Nun machen sich die Frankfurter Hauptkommissare Anna Janneke (Margarita Broich) und Paul Brix (Wolfram Koch) auf die Suche nach dem Flüchtigen. Gerade Anna hat großes Interesse daran, Alexander dingfest zu machen, schließlich hat sie schon einmal Bekanntschaft mit ihm gemacht: Sie war es, die ihm damals, als sie noch Kriminalpsychologin war, eine narzisstische Persönlichkeitsstörung sowie ein unbändiges Verlangen nach Destruktion attestierte. Und nun sucht er sie wieder heim, was sie und ihren Kollegen über die Regeln ihres Chefs Henning Riefenstahl (Roeland Wiesnekker) hinwegsehen lässt …

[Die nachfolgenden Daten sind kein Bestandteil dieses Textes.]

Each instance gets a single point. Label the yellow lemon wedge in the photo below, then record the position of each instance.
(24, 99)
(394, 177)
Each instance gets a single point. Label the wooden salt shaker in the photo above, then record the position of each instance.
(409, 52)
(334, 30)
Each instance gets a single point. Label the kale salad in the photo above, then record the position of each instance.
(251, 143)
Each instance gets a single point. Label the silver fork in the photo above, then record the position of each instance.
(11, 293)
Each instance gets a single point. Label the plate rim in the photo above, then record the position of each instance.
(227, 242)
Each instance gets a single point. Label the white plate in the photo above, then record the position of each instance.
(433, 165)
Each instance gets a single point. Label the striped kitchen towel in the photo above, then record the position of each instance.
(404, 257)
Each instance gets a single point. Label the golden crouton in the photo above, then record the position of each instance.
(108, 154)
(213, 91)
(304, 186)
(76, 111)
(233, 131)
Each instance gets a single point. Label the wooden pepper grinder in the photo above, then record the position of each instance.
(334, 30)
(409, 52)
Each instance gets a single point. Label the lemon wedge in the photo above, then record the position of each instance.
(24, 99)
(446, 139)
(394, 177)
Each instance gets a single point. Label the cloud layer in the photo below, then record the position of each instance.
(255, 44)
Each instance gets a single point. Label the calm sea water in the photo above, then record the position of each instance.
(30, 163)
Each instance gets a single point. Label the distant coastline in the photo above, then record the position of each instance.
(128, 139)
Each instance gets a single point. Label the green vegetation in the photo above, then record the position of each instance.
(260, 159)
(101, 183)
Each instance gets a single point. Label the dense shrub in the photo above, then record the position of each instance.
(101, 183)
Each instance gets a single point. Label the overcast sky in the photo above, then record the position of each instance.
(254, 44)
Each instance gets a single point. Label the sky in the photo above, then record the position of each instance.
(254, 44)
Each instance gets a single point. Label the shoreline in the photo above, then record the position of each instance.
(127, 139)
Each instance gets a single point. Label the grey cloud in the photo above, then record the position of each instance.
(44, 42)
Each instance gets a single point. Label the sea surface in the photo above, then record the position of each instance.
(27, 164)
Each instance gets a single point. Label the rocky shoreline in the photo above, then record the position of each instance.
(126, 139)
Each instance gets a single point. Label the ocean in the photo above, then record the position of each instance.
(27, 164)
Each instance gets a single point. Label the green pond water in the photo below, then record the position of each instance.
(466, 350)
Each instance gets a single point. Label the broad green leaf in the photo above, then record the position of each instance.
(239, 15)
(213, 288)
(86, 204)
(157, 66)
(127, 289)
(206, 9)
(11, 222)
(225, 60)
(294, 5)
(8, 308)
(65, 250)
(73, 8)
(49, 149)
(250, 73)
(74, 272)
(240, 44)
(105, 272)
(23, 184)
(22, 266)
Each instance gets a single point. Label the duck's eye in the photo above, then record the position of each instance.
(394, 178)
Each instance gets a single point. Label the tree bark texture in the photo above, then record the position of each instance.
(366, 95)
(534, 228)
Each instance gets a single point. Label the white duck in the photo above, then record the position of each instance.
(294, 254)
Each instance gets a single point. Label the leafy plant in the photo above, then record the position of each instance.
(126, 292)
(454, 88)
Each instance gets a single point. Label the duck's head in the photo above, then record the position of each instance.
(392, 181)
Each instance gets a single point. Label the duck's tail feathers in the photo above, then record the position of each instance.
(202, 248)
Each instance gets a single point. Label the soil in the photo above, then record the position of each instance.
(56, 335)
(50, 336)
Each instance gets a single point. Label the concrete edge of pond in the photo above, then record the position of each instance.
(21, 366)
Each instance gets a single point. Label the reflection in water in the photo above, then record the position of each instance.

Das «Tatort»-Debüt der mehrfach preisgekrönten «Der weiße Massai»-Regisseurin Hermine Huntgeburth ist zugleich lediglich der zweite von einer Frau inszenierte «Tatort» im bisherigen Jahr – eine eher betrübliche Statistik. Das Erste startete 2015 zwar eine Initiative, um hinter den Kulissen seiner TV-Filme den Frauenanteil zu erhöhen, bis diese Früchte trägt, dauert es allerdings ganz offensichtlich noch etwas. Bedauerlich. Nicht nur aus Fairnessgründen, sondern auch, weil Deutschland einige sehr fähige Regisseurinnen zu bieten hat, die gerne Huntgeburths Beispiel folgen dürfen. Die Grimme-Preisträgerin erweckt diese Geschichte gemeinsam mit Kameramann Sebastian Edschmid in Erdtönen zum Leben, wahrt genügend Abstand zu den Figuren, um keine „Mittendrin, statt nur dabei“-Story zu erzählen, heftet sich aber nah genug an ihre Gesichter, um Nähe und Intimität zu vermitteln. Das Publikum wird also nicht in den Killer versetzt, und auch nicht in die Ermittler, ist aber sehr wohl in einer sehr genauen Beobachterposition.

Damit unterstreicht die Regisseurin die Eigenschaften des Drehbuchs: Autor Volker Einrauch verzichtet auf eine Motivzeichnung, lässt Alexander Nolte mit irrationaler Mordlust durch die Welt streifen. Was Einrauch («Teufelsbraten») interessiert, ist nicht das „Warum?“, sondern primär das „Wie?“: Er skizziert die psychologischen Macken des Cholerikers detailliert, gibt ihm eine gespielt freundliche Oberfläche und einen mit sich selbst kämpfenden, widersprüchlichen wahren Charakter. Der hauptsächlich für seine Theaterengagemente bekannte Nicholas Ofczarek brilliert in dieser Rolle, macht den freundlichen Verführer ebenso glaubwürdig, wie den egomanischen Selbstunterhalter mit Blutlust und den nachtragenden, wortgewandten Mann fieser Bedrohungen. Während Koch von diesem Neunzigminüter wenig gefordert wird, läuft Margarita Broich dank der unter die Haut gehenden, von Angesicht zu Angesicht abgehaltenen Unterredungen mit dem Mörder zu Hochform auf, und auch Ursina Lardi darf ihrer Rolle glaubwürdige Ecken und Kanten verleihen. Vermengt mit der von Rammstein über Mozart hin zu an Hitchcock-Filmmusik erinnernden Stakkato-Streichern reichenden Musikuntermalung ergibt dies einen dichten, kaum Leerlauf aufweisenden, smarten «Tatort», der das „Wer war es Schema?“ für ein „Wie weit kommt es?“ aufbricht.

Fazit: Gut gespielt, stimmig inszeniert und trotz mangelnder „Wer ist der Täter?“-Frage spannend!

«Tatort: Die Geschichte vom bösen Friederich» ist am 10. April 2016 ab 20.15 Uhr im Ersten zu sehen.